We find the general solution of the equation

$\frac{dy}{dx} +(cotx)y=x csc(x)$

This equation is a linear equation of the form

$\frac{dy}{dx} + P(x)y = Q(x)$

where

$P(x) = cot (x),𝑄(𝑥) = 𝑥 csc(x)$

Integrating factor :

$IF(x) = e^ {\int 𝑃(𝑥)𝑑x }=e^ {\int cot (x) 𝑑x }=\\ =e^ {\int \frac{𝑑(sin𝑥) }{sin x} }= e^ {ln|sin𝑥| + 𝐶}$

We are looking for a particular integrating factor, so we take C=0.

Then we get 

$IF (x)= sin(𝑥)$

Multiply both sides of the equation by $IF (x)= sin(𝑥)$

$sin(𝑥) \frac{dy}{dx} +(sin(𝑥) ⋅cot(x))y=x csc(x)⋅ sin(𝑥)$

or

$sin(𝑥) \frac{dy}{dx} + (cos(𝑥))𝑦 = 𝑥$

i.e.

$\frac{d}{dx}(𝑦 ⋅ sin𝑥) = 𝑥.$

Integrate both sides of this equation we get the general solution

$\int \frac{d}{dx}(𝑦 ⋅ sin𝑥)dx = \int 𝑥 dx \Rightarrow 𝑦 ⋅ sin𝑥 = \frac{𝑥^2}{2} +C$ ,

where C - constant defined by the initial conditions. 

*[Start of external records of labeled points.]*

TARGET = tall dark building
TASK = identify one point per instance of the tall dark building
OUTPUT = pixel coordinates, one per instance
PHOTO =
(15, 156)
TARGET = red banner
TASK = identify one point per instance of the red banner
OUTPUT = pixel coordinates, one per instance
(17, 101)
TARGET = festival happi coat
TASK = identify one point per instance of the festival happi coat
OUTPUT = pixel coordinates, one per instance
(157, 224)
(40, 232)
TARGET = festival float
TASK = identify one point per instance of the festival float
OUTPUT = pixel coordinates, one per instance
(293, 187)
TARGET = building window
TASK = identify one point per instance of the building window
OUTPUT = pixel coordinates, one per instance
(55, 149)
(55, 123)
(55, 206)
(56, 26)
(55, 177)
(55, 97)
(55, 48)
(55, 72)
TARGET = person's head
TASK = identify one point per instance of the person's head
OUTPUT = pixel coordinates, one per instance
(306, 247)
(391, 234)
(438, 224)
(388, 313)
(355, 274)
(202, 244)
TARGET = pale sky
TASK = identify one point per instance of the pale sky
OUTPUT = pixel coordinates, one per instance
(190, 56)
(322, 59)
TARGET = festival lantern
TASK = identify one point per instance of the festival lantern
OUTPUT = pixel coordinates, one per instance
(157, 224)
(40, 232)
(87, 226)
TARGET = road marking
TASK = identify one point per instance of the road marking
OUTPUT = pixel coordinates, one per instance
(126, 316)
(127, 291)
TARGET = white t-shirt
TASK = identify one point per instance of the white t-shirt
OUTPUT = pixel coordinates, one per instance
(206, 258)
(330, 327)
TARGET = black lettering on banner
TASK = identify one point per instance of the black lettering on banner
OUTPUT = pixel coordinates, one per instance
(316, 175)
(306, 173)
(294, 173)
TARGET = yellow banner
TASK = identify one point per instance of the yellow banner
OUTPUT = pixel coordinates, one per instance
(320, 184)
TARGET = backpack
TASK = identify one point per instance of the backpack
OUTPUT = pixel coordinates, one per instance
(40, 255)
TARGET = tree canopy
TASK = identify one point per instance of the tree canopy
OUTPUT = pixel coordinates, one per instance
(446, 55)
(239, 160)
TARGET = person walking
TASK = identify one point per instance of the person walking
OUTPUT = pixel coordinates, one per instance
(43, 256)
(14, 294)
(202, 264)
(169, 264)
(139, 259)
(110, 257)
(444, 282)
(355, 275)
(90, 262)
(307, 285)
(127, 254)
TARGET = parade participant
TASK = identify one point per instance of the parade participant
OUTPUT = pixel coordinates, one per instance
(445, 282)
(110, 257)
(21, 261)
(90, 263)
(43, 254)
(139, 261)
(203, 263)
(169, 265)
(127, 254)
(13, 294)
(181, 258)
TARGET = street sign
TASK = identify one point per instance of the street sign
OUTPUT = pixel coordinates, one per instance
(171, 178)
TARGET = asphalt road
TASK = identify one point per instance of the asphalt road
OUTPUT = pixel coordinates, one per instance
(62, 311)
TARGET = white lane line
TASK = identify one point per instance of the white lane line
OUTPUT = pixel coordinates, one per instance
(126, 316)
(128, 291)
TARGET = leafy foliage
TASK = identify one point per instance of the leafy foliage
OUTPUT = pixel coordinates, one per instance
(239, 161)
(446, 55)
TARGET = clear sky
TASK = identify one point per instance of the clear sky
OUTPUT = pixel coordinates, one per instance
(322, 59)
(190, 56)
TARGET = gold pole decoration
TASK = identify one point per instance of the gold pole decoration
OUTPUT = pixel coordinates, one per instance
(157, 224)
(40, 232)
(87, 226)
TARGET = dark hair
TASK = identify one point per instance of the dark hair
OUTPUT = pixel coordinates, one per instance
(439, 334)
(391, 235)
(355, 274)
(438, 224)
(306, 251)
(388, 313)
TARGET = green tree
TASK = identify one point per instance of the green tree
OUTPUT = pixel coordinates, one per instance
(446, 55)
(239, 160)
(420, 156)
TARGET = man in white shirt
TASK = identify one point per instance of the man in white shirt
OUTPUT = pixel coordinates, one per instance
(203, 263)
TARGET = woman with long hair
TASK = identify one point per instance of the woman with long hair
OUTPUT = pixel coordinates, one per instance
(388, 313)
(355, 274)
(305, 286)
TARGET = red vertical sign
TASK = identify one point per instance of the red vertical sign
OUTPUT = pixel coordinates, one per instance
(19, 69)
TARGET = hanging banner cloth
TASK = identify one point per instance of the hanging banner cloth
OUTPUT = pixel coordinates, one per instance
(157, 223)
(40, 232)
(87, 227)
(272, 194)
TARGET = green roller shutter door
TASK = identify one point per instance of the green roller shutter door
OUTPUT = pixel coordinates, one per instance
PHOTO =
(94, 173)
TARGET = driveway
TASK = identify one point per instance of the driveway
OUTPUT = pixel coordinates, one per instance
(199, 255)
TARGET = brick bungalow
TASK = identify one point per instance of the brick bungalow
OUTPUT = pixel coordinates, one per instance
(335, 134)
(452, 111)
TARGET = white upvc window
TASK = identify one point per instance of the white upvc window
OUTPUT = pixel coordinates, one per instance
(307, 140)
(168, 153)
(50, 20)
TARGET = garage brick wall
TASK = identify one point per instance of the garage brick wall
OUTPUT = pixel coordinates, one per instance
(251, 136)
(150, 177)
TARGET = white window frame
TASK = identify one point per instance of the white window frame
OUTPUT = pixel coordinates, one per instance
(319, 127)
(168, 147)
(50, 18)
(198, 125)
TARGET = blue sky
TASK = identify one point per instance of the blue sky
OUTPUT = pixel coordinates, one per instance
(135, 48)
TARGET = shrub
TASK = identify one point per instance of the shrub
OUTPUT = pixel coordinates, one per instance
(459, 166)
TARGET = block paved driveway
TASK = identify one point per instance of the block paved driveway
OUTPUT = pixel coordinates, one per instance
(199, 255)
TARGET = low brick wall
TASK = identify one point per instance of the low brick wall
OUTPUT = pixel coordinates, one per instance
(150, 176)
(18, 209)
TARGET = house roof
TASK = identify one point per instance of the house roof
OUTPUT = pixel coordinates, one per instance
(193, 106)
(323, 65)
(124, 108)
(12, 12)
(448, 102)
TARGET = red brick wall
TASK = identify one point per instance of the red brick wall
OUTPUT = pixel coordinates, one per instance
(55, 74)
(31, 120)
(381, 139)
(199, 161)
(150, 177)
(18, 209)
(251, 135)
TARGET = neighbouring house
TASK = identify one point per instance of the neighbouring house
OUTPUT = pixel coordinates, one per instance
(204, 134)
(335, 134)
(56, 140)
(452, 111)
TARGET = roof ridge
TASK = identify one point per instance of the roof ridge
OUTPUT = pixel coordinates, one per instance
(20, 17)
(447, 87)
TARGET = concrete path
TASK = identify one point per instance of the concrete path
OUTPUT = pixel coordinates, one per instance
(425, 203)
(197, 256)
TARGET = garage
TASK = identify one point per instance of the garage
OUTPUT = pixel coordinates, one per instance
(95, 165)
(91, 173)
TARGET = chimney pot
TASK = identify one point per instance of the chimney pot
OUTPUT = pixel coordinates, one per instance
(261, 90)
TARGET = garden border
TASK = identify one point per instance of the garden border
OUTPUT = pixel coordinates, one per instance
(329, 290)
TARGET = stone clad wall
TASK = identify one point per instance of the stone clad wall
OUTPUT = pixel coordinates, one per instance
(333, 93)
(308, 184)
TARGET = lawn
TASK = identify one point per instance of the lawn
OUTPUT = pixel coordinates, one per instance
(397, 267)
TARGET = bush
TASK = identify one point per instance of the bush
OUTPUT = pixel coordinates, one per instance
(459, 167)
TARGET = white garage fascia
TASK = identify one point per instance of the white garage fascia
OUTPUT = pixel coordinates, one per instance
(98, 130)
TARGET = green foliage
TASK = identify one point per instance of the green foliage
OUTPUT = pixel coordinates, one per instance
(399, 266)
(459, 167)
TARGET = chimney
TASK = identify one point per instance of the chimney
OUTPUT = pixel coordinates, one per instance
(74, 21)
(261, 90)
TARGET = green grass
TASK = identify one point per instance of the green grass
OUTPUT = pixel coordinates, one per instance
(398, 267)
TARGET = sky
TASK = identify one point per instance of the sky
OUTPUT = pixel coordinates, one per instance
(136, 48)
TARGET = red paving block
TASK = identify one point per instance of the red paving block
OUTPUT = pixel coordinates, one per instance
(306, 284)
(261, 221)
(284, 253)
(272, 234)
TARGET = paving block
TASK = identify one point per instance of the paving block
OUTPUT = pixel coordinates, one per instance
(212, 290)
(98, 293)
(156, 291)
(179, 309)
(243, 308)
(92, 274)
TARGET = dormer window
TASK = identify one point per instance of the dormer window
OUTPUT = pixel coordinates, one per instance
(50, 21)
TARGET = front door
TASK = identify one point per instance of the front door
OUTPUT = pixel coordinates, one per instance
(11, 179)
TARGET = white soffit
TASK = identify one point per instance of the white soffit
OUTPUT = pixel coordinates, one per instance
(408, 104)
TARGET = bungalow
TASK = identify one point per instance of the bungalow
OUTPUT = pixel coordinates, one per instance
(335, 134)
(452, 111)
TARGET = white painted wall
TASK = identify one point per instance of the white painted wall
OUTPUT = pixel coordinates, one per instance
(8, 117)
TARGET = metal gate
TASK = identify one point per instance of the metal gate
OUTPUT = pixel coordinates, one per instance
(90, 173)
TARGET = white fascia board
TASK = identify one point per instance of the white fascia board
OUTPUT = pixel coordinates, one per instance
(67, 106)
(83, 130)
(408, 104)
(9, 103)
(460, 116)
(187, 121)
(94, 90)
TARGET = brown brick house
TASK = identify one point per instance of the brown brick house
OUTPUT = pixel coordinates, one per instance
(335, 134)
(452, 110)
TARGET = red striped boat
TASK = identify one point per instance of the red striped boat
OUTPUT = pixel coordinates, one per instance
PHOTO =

Now we find C and solve the initial value problem.

Substitute the initial condition

$y(\frac{\pi}{2}) =1$

into the general solution:

$y(\frac{\pi}{2})⋅ sin(\frac{\pi}{2})= \frac{(\frac{\pi}{2})^2}{2} +C \Rightarrow \\1⋅ sin(\frac{\pi}{2})= \frac{1}{2} (\frac{\pi}{2})^2+C,$

or

$1= \frac{\pi^2}{8}+C \Rightarrow C= 1- \frac{\pi^2}{8}.$

Then we obtain the solution for the initial value problem

$𝑦 ⋅ sin𝑥 = \frac{𝑥^2}{2} +1- \frac{\pi^2}{8}$

or

$𝑦 =( \frac{𝑥^2}{2} +1- \frac{\pi^2}{8})csc(x)$

The solution for the initial value problem is

$𝑦 =( \frac{𝑥^2}{2} +1- \frac{\pi^2}{8})csc(x).$